- Born: May 26, 1963 (age 63) Santiago de Cuba, Cuba
- Education: Pomona College
- Occupations: Journalist, writer
- Employer: The New York Times

= Richard Pérez-Peña =

Cuban-American journalist (born 1963)

Richard Pérez-Peña (born May 26, 1963 in Santiago, Cuba) is a Cuban-American journalist who has been with The New York Times since 1992. He has covered topics relating to Albany, New Jersey, healthcare, the media, and higher education. He currently covers breaking news. He was featured in the film Page One: Inside the New York Times.

== Criticism ==
A 2012 news story by Pérez-Peña on Yale University quarterback, Patrick Witt, was criticized by Witt and some journalists for unfairness and poor sourcing. While Pérez-Peña defended the accuracy of the story, the Public Editor of the Times raised concerns about the article, particularly its reporting a sexual assault claim based on anonymous sourcing.
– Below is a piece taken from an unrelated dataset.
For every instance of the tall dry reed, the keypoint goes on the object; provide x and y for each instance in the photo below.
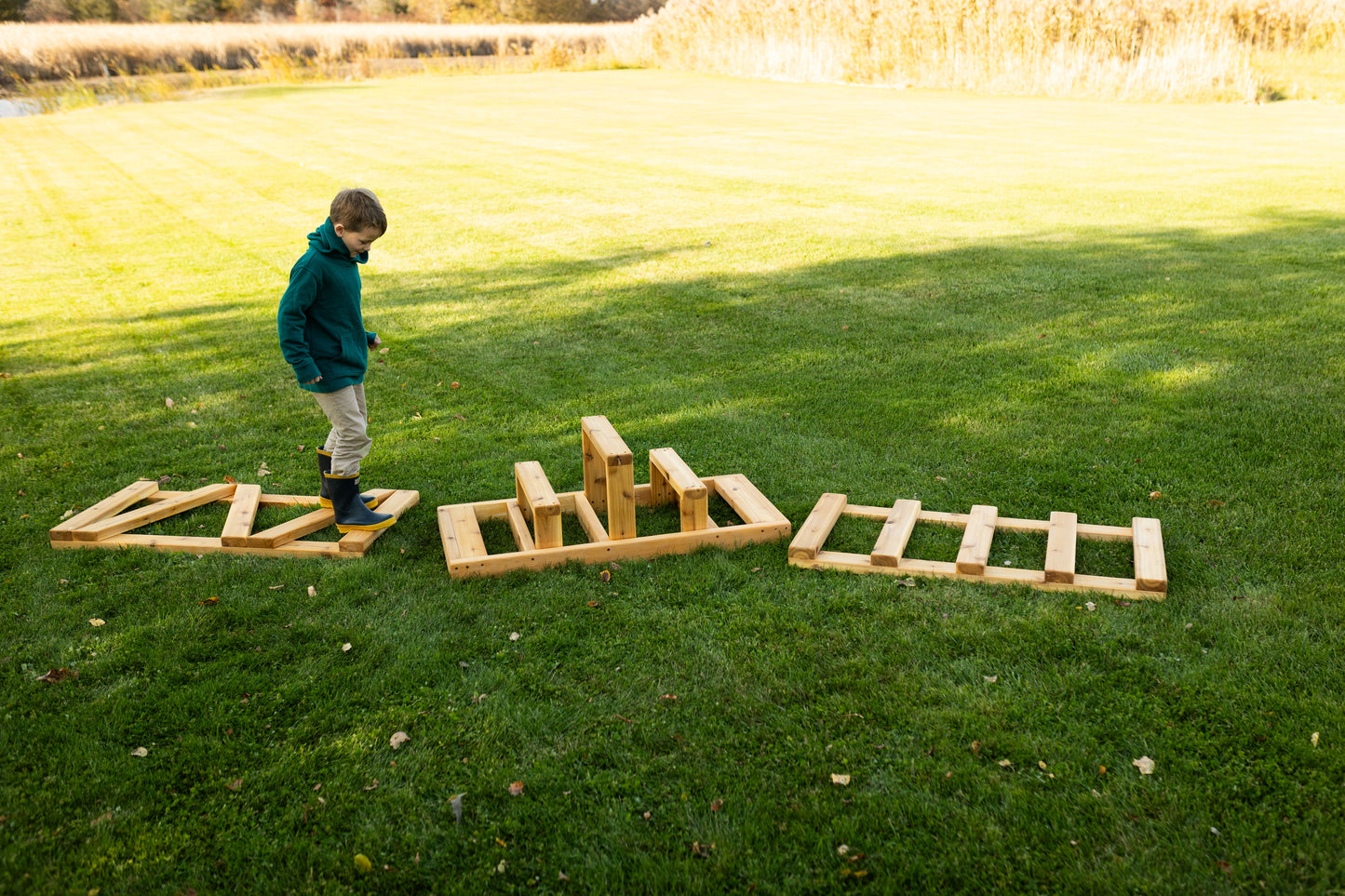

== Personal and early life ==
Pérez-Peña was born in Santiago, Cuba and raised in Southern California. He studied European History at Pomona College. In 1987, Pérez-Peña appeared on the TV quiz show Jeopardy! and became a 5-time champion, later appearing in the show's first reunion invitational, Super Jeopardy!, in 1990. In 2005, he was asked to participate in the show's Ultimate Tournament of Champions but ended up not appearing in the tournament.